In my avid reading of other women's birth stories, I found that many of them recounted a moment during labor where they did not think they could do it anymore. But from each of those accounts, I also learned that they were all so close to pushing at the point where they felt that. I knew this could possibly happen to me, but it's so different being in that situation yourself. I DID get to the point, where I started to convince myself that it was too hard. That I wasn't strong enough. That I couldn't do it. I asked for demerol, but of course the nurse told me, “Oh honey, we’re WAY beyond that point”. I shouldn't have been surprised! Besides needing the help from Logan and my mom, I needed added strength from Heaven. I prayed to Heavenly Father that I could get through this part. I kept repeating in my head that this pain would not last forever, and it was almost over! I pictured this white light pouring down on me, bathing me in its warmth and love, helping me get through transition.
The pain in my back dissipated, and I felt like I needed to push. They checked me and I was complete! They got me ready to deliver. When the next contraction came, I started pushing. I was SO relieving in a way, to push through the contractions. It was a different kind of pain- and from the pictures, looks so much more intense- but I enjoyed it way more. I think it was almost like the contractions were happening TO me, and pushing felt like I was actually doing something and had more control in the matter. I pushed through three contractions, and she was out!! It was the most exhilarating feeling in the world. She was born at 12:47am (on Father's Day!!), not even 2 hours after we got to the hospital. 7lbs, 10oz and 21 3/4 inches long. They placed her on my chest and I just remember all the pain being replaced with joy and love.
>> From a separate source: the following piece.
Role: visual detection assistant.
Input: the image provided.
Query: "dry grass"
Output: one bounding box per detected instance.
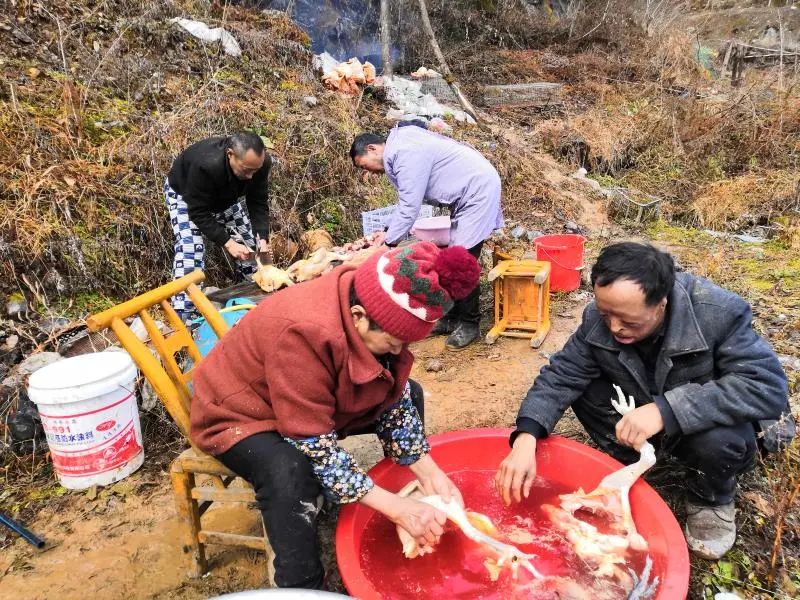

After things started to settle down and the doctor and nurses trickled out of the room, I glanced around at my sweet husband, mother, mother-in-law, and friend to see them looking utterly exhausted… But I wasn’t. I was experiencing the BIGGEST natural high of all time! I didn’t feel tired at all. Sleep? What? How? I can’t sleep after THAT! Logan says I kept saying, “I could do that again! I’m definitely doing that with the next one!” I really did feel so empowered, like I could conquer the world!
Not only that, I had a BEAUTIFUL, dark-haired baby girl in my arms! With Lexi it was all these new emotions that I didn’t know how to handle, and it overwhelmed me in that moment. But with Bryn I was looking forward to it, and it just seemed familiar. My heart grew, just like I knew it would.
To give birth in ANY way if life-changing, earth-shattering, momentous. Becoming a mother, whether for the first time or the fourteenth time, is powerful. For me, giving birth to Brynlee without medical interventions was an intensely spiritual, empowering, and defining moment in my life. It has brought me closer to Logan and my Savior, taught me so much about myself, and given me beautiful memories that will never leave me. And for that I will be eternally grateful.